Molly McGuire aka Magwire
My New Orleans by Ian McNulty
Each summer during Molly McGuire’s childhood in Ontario, a traveling carnival would unfurl its tents in a lot right behind her family’s home. The annual spectacle made a lasting impression, but she never did run away with the circus.
Instead, it was rock ‘n’ roll that put her on the road – first to New Orleans and then to Los Angeles and all points on a touring band’s compass and finally, in 2008, back to New Orleans.

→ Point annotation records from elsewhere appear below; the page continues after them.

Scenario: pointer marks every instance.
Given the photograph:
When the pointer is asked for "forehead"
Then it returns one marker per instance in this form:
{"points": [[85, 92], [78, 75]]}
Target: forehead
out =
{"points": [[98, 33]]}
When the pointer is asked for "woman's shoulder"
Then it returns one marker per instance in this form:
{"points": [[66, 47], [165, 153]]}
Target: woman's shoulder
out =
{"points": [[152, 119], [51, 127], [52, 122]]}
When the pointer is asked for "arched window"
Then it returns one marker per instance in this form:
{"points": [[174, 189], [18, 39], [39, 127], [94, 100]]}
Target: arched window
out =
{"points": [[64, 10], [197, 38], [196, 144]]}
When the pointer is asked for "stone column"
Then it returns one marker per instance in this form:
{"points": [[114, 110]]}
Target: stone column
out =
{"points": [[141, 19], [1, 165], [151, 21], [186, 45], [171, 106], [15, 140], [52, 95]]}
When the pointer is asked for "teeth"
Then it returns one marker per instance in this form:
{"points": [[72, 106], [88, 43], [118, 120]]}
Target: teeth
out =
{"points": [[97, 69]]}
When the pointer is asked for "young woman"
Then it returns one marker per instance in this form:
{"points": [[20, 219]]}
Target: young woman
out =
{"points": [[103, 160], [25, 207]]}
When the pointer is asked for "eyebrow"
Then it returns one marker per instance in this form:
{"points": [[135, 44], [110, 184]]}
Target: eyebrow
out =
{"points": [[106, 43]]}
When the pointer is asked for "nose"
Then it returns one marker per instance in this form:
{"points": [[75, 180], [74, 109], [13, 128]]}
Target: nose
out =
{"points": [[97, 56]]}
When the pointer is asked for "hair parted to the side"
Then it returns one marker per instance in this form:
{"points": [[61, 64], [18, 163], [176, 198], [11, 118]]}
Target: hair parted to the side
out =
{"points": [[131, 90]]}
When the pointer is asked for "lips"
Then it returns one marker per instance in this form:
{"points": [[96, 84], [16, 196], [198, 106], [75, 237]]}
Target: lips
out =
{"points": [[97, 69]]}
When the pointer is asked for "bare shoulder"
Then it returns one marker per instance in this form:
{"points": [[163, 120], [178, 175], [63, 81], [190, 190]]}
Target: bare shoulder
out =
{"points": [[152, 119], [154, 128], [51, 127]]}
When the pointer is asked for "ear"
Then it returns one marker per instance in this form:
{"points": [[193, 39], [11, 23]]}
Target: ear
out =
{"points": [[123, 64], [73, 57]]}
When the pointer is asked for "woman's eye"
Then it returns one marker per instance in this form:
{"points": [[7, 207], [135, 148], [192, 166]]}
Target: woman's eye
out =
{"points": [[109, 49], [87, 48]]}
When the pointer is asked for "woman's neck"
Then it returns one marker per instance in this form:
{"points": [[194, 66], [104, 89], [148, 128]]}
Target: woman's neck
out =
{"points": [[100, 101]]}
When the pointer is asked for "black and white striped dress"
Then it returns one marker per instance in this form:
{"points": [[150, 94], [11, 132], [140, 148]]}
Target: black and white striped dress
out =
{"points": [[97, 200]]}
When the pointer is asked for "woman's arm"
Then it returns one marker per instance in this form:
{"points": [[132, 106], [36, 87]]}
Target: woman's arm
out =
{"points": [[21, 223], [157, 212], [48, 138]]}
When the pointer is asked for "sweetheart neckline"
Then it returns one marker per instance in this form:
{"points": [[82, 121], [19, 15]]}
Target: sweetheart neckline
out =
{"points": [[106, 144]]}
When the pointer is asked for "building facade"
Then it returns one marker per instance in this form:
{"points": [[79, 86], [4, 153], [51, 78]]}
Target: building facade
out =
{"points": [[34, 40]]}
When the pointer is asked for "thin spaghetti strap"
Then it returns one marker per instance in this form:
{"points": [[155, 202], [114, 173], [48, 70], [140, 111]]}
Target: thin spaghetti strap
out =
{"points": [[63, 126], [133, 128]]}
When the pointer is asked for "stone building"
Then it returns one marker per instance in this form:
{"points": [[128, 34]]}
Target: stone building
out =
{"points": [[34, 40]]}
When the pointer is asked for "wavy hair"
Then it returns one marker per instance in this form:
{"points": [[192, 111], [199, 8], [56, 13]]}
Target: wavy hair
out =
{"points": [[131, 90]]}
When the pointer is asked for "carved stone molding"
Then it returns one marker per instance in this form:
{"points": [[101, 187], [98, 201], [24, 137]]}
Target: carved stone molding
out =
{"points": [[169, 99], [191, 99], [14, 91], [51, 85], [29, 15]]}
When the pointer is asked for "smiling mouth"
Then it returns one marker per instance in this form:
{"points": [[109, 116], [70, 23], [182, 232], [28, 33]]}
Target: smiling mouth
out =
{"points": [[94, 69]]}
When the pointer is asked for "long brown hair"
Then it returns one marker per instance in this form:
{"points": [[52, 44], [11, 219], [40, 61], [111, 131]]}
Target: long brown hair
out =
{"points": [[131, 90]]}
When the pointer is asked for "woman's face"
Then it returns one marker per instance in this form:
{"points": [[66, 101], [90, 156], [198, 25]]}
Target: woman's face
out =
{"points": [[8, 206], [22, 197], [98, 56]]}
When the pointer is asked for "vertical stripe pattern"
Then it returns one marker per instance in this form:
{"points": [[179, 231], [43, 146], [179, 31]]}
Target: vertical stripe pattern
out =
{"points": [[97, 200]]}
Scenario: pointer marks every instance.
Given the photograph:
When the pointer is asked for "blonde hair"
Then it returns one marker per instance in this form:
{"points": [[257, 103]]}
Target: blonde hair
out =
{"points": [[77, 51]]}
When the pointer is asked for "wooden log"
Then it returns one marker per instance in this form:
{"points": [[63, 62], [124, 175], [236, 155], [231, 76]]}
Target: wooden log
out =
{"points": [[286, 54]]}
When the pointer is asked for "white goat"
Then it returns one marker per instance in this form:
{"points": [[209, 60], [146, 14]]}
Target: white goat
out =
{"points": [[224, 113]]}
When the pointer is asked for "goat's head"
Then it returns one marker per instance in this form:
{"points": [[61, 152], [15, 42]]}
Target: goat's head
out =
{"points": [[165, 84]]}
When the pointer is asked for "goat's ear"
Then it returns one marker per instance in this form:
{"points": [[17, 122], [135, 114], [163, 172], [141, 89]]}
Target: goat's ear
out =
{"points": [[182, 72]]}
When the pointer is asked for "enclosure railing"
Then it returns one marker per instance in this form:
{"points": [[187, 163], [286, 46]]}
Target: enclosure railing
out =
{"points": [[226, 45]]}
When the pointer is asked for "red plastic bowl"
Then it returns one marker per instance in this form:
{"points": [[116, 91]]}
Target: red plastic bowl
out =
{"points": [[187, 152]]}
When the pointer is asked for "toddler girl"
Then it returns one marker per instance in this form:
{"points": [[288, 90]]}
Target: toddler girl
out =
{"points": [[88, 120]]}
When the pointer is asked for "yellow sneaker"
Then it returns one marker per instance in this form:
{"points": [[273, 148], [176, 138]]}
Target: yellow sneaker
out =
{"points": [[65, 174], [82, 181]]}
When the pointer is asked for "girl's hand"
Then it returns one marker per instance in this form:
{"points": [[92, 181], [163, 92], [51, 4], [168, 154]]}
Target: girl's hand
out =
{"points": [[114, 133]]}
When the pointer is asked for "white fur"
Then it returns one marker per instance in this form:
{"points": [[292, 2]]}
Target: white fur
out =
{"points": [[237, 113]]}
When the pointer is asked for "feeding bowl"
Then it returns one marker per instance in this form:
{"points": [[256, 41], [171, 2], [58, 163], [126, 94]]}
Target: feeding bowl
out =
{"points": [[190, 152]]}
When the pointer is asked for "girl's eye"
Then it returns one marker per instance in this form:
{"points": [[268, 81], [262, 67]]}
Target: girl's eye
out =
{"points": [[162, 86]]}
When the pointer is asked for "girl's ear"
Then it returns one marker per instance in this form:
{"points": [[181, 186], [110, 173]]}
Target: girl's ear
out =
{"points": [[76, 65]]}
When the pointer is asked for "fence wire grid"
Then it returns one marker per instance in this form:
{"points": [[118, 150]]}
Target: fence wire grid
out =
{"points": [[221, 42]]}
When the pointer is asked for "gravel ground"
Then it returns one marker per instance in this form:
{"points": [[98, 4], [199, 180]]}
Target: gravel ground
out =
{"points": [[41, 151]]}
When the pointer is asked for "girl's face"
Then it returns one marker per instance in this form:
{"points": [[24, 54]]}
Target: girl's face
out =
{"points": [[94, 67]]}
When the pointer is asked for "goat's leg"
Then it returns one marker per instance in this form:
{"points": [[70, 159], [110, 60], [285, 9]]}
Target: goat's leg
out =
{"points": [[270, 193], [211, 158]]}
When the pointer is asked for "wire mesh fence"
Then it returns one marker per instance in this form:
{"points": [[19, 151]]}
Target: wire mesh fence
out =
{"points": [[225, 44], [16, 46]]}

“The first time I came here, everything clicked,” McGuire says. “New Orleans was one-stop shopping for me. It was the first place where I didn’t feel like an outcast. After 20 years of straight touring, now I’m back where I can concentrate on my first love, which is art.”
She works under the name Magwire, and her art today is a little bit carnival and a little bit rock ‘n’ roll, informed along the way by a nomadic lifestyle and dashes of her past gigs painting business signs and movie sets.
It’s also as varied as this artist is prolific. McGuire manages the Bywater Art Lofts, and her work stretches across the common areas and offices of this garment-factory-turned-artist-apartments. From wall to wall, her art takes the form of large circus banners, which are by turns retro, mysterious and satiric; papier-mâché portraits of quirky midway characters; and collages exploring the portability and durability of the notion of home. There are paintings of mellow New Orleans scenes and darkly whimsical dollhouse sculptures based on the famous sporting houses of Storyville. Fittingly, a recent exhibit at 3 Ring Circus’ Big Top Gallery showing a range of representative pieces was titled Splintered Personalities.
“It looked like 17 different artists had contributed to the show,” McGuire says with a laugh.
“In order to excel at something, I think you need to be able to walk away from it for a while,” she says. “Every time I take on a new medium, I learn something I can apply back to my other work.”
McGuire has been on quite a roll lately. Commissioned work appears in the nine27 Apartments in the Warehouse District and the Standard Life Building in Jackson, Miss., and you’ll find McGuire’s tent of circus banners at this year’s New Orleans Jazz & Heritage Festival.